Stord raises $250M Series F at $3B valuation to deploy Physical AI across fulfillment network
The AMW Read
Stord is a known player in robotics/physical AI (Segment 10); the $250M round at a doubled valuation and launch of Stord Labs meaningfully updates its competitive trajectory within the segment, warranting a 2-2 score.
Stord raises $250M Series F at $3B valuation to deploy Physical AI across fulfillment network
Stord has raised $250 million in a Series F funding round, valuing the company at $3 billion — up from a $1.5 billion valuation in its $200 million Series E just one year earlier. The company operates a vertically integrated fulfillment network combining warehousing, software, and AI, and announced the creation of Stord Labs, a dedicated R&D environment for advancing physical AI and robotics. With over 1,000 customers, nearly 100 global fulfillment locations, and $15 billion in annual gross merchandise value, Stord is deepening its bet that agentic purchasing will reward platforms where software and physical operations converge. Investors in the round include Strike Capital and Kleiner Perkins.

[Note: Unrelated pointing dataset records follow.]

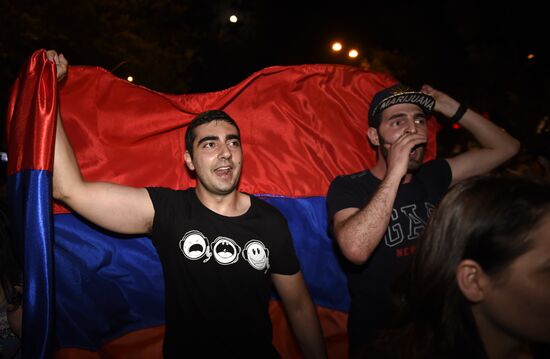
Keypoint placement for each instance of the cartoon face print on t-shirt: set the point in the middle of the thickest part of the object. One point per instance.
(194, 245)
(256, 254)
(225, 250)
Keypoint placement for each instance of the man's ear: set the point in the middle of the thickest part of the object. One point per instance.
(189, 161)
(472, 280)
(372, 134)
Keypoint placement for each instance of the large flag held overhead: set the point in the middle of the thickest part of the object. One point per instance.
(92, 293)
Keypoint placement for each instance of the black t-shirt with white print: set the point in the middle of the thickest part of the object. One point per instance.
(370, 284)
(217, 273)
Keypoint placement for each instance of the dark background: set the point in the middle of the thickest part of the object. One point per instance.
(477, 51)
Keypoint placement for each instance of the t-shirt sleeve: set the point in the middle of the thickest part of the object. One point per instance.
(283, 259)
(163, 209)
(342, 194)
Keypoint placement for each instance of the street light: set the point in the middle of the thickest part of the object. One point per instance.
(336, 46)
(353, 53)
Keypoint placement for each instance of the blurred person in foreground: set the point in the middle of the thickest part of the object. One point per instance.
(377, 215)
(479, 285)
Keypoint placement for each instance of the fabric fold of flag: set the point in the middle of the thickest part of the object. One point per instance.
(300, 126)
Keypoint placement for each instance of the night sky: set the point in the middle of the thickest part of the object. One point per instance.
(476, 51)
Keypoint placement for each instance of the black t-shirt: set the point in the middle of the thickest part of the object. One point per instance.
(217, 273)
(370, 284)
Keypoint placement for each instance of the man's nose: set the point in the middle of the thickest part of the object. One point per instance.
(224, 153)
(411, 126)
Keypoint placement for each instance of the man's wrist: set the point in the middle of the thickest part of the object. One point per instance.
(462, 108)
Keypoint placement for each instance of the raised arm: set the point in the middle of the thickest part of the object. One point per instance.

Why this matters: Stord exemplifies the acqui-licensing pattern in physical AI — having acquired CEVA Logistics’ Shipwire subsidiary in January 2026 to expand its European footprint — and now signals an accelerating capital-compression arc in warehouse automation. The $250M round at a $3B valuation, up from $200M at $1.5B in 2025, shows that investors are pricing a winner-take-most thesis: the company that can fuse fulfillment infrastructure, proprietary software, and learning-from-deployment data will compound advantages faster than point-solution robotics startups. The explicit mention of agentic purchasing by a lead investor frames this as an AI agent infra play, not merely logistics.
Grounded expert take: Stord’s move mirrors the hyperscaler-distribution moat logic seen in cloud-warehousing — but applied to atoms, not bits. The $250M raise, while large, falls below the $500M hard threshold for a capital-cycle cross-substrate signal; the real story is the valuation doubling and the creation of Stord Labs, which signals that physical AI iteration now demands dedicated on-site experimentation rather than incremental software updates. The pattern echoes what happened in autonomous vehicle stack consolidation: the companies that control both the physical fleet and the training loop pull ahead. Stord is attempting the same in fulfillment, and its $3B price tag suggests the market is buying that thesis — for now.